Cominciava così, nel 1610, l’osservazione e l’esplorazione delle quattro lune di Giove, i satelliti galileiani – o medicei. Sono stati battezzati con nomi strettamente legati alla mitologia di Giove, il dio dell’Olimpo al quale è dedicato il pianeta più grande del sistema solare, e si chiamano, in ordine di distanza dal loro pianeta centrale: Io, Europa, Ganimede e Callisto. Con immutata meraviglia e stupore, sentimenti che da sempre accompagnano lo scienziato nelle sue scoperte – e prima ancora, l’uomo al cospetto della natura – lo studio di questi corpi minori è proseguito rivelandone moti, massa, dimensioni, caratteristiche geologiche e nuovi elementi per formulare ipotesi evolutive.
Avete capito bene. Quattrocento anni dopo, per quel che riguarda la formazione e l’evoluzione dei satelliti galileiani, siamo ancora alle ipotesi. O forse, grazie a un articolo firmato a due mani e pubblicato il 18 maggio scorso su The Astrophysical Journal, siamo appena giunti al giro di boa.

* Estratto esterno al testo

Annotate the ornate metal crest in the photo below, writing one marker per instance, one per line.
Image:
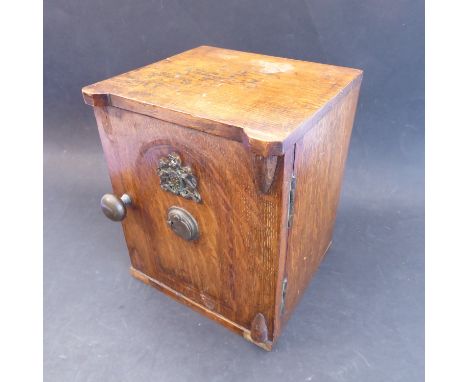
(178, 179)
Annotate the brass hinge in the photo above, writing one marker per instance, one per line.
(292, 194)
(283, 294)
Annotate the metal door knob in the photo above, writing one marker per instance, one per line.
(115, 208)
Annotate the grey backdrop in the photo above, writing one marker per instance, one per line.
(362, 318)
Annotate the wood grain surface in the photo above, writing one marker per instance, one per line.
(265, 102)
(232, 268)
(245, 124)
(319, 164)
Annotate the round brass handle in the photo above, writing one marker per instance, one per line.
(115, 208)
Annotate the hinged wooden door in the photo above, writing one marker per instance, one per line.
(231, 269)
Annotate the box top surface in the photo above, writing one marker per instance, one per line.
(263, 101)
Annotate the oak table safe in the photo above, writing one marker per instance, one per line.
(226, 171)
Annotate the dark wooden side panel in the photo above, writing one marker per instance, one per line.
(232, 269)
(319, 163)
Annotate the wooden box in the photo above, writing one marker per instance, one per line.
(226, 170)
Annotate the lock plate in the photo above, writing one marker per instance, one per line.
(182, 223)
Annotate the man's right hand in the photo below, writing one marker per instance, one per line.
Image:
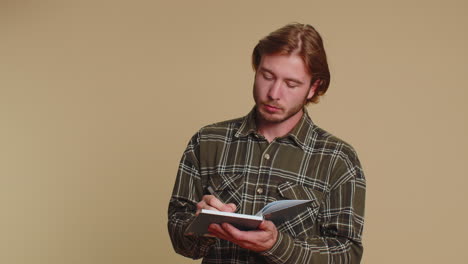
(210, 202)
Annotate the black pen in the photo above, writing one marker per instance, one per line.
(212, 192)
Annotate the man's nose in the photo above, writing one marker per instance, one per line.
(275, 90)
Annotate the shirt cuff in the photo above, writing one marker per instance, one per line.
(281, 250)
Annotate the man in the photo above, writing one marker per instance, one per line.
(274, 153)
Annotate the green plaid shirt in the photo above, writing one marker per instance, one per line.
(244, 169)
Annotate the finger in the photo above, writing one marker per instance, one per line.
(234, 232)
(233, 207)
(266, 226)
(212, 201)
(202, 205)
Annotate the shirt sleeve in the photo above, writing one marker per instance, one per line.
(187, 192)
(340, 220)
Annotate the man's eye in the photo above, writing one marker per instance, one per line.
(267, 77)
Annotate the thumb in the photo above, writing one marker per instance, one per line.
(266, 225)
(231, 207)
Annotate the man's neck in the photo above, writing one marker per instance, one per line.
(272, 130)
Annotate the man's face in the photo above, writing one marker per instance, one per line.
(281, 88)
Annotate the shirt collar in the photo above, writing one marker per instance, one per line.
(299, 134)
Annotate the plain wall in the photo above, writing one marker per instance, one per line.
(98, 99)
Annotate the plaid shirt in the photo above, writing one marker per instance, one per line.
(243, 168)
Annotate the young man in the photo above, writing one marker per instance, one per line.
(274, 153)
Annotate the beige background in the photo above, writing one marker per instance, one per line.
(99, 98)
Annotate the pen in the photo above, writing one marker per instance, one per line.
(212, 192)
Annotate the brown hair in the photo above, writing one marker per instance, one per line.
(303, 40)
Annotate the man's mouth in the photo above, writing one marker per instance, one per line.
(272, 108)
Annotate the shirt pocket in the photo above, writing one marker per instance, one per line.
(305, 221)
(228, 186)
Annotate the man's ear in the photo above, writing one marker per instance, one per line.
(313, 88)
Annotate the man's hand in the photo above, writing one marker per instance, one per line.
(257, 240)
(210, 202)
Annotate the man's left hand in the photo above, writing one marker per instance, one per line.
(257, 240)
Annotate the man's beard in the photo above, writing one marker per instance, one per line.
(276, 119)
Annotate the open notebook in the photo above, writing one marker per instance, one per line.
(277, 211)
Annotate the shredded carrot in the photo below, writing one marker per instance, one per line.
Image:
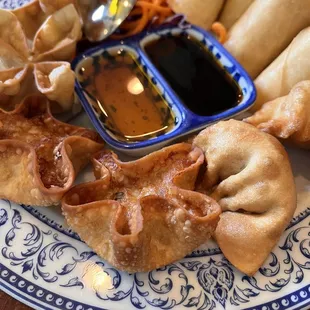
(220, 31)
(144, 13)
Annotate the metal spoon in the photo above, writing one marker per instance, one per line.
(102, 17)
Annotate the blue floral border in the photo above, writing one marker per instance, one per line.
(43, 295)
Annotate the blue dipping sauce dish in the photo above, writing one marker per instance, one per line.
(185, 119)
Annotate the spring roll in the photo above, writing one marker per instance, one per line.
(291, 67)
(232, 10)
(198, 12)
(265, 30)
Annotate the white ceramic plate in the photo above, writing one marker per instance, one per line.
(45, 265)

«Diciamo innanzitutto qual è il problema», dice a Media Inaf il secondo autore dell’articolo, Alessandro Morbidelli, astronomo all’Observatoire de la Côte d’Azur, a Nizza, esperto escursionista e giramondo per passione – e in una sola definizione studioso e appassionato di meraviglie, terrestri e non.
Diciamolo. Qual è?
«Ciascun pianeta gigante in formazione crea un vuoto nel disco protoplanetario – il disco di gas e polveri che si forma attorno alla stella e dal quale originano i pianeti – in cui è immerso, nei pressi della propria orbita. Il gas presente nel disco protoplanetario continua ad arrivare in prossimità del pianeta trovando un canale attraverso i poli del pianeta, mentre le polveri, maggiormente concentrate nel piano mediano, non riescono più ad alimentare il disco circumplanetario. Il problema, quindi, è quello di capire da dove arrivi il materiale per formare i satelliti».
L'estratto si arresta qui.